Navigating with Prev()
and Next()
In Next()
, the function calls
ParseNextKey()
. This includes some shared or non-shared
elements, which we don't discuss in this blog; we can simply consider it
as an entry to help us focus on the iterator implementation. The idea
behind this function is straightforward. We first calculate the next
data entry address. If it's beyond the data entry limit, return false.
Otherwise, decode this entry, set the value and key, and update the
restart_index when necessary (e.g., assume the current data entry is the
end of restart point 0 block; when we call
NextEntryOffset()
, the current data entry is in restart
point 1 field now, so we need to update the restart index too).
void Next() override {
assert(Valid());
ParseNextKey();
}
bool ParseNextKey() {
current_ = NextEntryOffset();
const char* p = data_ + current_;
const char* limit = data_ + restarts_; // Restarts come right after data
if (p >= limit) {
// No more entries to return.
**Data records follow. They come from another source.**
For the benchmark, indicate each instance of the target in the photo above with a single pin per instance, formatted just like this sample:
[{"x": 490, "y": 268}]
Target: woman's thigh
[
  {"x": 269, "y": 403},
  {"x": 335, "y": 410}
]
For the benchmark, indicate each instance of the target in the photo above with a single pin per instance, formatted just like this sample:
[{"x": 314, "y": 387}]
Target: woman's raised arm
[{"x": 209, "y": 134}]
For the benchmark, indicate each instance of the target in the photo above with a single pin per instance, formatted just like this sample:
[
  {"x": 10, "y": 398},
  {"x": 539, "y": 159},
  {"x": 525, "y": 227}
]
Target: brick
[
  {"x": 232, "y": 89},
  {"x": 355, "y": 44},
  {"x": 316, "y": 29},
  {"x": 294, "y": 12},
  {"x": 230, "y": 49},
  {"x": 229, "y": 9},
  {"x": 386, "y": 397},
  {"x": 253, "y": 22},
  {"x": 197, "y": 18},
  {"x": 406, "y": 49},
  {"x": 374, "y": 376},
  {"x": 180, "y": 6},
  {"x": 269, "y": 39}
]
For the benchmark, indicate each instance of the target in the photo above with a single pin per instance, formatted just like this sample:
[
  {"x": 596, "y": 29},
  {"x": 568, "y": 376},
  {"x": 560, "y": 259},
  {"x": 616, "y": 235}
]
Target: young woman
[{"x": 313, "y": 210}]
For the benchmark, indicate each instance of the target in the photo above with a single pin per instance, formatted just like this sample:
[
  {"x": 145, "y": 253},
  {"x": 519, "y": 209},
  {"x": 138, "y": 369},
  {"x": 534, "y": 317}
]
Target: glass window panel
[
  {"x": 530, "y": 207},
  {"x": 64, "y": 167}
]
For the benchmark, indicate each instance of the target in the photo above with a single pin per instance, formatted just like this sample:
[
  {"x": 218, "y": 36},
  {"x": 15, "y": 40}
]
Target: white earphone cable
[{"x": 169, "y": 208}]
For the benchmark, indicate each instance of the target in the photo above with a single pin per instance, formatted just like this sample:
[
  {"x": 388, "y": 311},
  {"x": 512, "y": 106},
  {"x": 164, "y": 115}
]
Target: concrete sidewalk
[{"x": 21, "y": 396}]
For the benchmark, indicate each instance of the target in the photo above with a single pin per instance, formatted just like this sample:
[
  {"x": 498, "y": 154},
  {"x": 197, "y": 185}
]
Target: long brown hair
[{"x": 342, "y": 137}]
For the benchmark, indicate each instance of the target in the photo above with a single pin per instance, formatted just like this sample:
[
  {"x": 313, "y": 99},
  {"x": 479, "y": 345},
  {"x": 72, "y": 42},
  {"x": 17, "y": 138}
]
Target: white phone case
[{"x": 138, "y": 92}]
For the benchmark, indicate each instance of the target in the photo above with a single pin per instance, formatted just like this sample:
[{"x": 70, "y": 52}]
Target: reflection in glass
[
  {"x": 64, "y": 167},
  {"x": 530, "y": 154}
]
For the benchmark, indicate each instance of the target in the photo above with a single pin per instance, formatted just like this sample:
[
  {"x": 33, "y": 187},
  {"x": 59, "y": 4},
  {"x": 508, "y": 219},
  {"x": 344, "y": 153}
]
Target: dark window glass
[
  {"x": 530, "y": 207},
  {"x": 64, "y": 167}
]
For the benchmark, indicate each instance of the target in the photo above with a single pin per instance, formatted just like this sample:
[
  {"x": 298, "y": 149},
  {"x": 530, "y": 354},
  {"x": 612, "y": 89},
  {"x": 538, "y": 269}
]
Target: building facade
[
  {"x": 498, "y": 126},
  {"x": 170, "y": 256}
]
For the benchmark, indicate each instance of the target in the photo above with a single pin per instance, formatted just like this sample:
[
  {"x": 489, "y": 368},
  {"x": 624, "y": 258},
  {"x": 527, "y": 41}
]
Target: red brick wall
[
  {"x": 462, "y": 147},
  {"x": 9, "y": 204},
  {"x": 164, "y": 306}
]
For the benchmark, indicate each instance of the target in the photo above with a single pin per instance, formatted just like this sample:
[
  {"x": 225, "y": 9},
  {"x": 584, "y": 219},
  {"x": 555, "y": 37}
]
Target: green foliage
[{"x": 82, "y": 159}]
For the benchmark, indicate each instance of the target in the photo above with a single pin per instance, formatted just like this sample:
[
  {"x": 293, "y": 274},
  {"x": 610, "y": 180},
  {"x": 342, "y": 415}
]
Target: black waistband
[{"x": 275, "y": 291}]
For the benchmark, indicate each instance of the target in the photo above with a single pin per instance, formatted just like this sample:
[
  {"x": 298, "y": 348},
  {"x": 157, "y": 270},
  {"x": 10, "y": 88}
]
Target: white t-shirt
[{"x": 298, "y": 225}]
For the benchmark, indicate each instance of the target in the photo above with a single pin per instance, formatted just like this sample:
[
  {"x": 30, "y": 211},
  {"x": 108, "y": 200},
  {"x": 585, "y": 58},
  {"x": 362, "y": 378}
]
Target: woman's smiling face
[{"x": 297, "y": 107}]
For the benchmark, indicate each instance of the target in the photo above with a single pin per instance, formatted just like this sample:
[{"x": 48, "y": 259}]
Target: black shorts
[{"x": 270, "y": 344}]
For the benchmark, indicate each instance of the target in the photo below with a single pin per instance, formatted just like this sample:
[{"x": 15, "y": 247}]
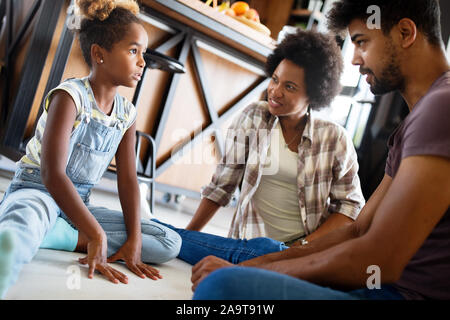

Mark as invalid.
current_ = restarts_;
restart_index_ = num_restarts_;
return false;
}
// Decode next entry
uint32_t shared, non_shared, value_length;
p = DecodeEntry(p, limit, &shared, &non_shared, &value_length);
if (p == nullptr || key_.size() < shared) {
CorruptionError();
return false;
} else {
key_.resize(shared);
key_.append(p, non_shared);
value_ = Slice(p + non_shared, value_length);
while (restart_index_ + 1 < num_restarts_ &&
GetRestartPoint(restart_index_ + 1) < current_) {
++restart_index_;
}
return true;
}
}
};
In Prev()
, because in a data block, data entries are
searched based on the 'restart point block'. A restart point will
contain a number of data entries, for example, 4. And in the image
below, assume we are now at entry 2 and we want to get to entry 1. Since
we don't have any information on how long an entry is, we cannot simply
subtract the length of entry 1 to get to entry 1. The only way to do
Prev()
is to find the restart point of this 'restart point
block' and then sequentially search and stop before entry 2.
void Prev() override {
assert(Valid());
// Scan backwards to a restart point before current_
const uint32_t original = current_;
while (Get
RestartPoint(restart_index_) >= original) {
if (restart_index_ == 0) {
// No more entries
current_ = restarts_;
restart_index_ = num_restarts_;
return;
}
restart_index_--;
}
SeekToRestartPoint(restart_index_);
do {
// Loop until the end of the current entry hits the start of the original entry
} while (ParseNextKey() && NextEntryOffset() < original);
}
How Does Seek()
Function Work?
Seek()
has one single parameter which is the target. The
target is the key we want to find in this data block. The simple idea is
that we can compare the key entry by entry until we find the entry we
want. But remember data entries are divided into many restart point
blocks? So we can first use a restart point to search the restart point
block that the target might locate in, using binary search. Once we find
the specific restart point block, we can use linear search to walk
through and find the target.
void Seek(const Slice& target) override {
// Binary search in restart array to find the last restart point
// with a key < target
uint32_t left = 0;
uint32_t right = num_restarts_ - 1;
int current_key_compare = 0;
if (Valid()) {
// If we're already scanning, use the current position as a starting
// point. This is beneficial if the key we're seeking to is ahead of the
// current position.
current_key_compare = Compare(key_, target);
if (current_key_compare < 0) {
// key_ is smaller than target
left = restart_index_;
} else if (current_key_compare > 0) {
right = restart_index_;
} else {
// We're seeking to the key we're already at.
return;
}
}
while (left < right) {
uint32_t mid = (left + right + 1) / 2;
uint32_t region_offset = GetRestartPoint(mid);
uint32_t shared, non_shared, value_length;
const char* key_ptr =
DecodeEntry(data_ + region_offset, data_ + restarts_, &shared,
&non_shared, &value_length);
if (key_ptr == nullptr || (shared != 0)) {
CorruptionError();
return;
}
Slice mid_key(key_ptr, non_shared);
if (Compare(mid_key, target) < 0) {
// Key at "mid" is smaller than "target". Therefore all
// blocks before "mid" are uninteresting.
left = mid;
} else {
// Key at "mid" is >= "target". Therefore all blocks at or
// after "mid" are uninteresting.
right = mid - 1;
}
}
// We might be able to use our current position within the restart block.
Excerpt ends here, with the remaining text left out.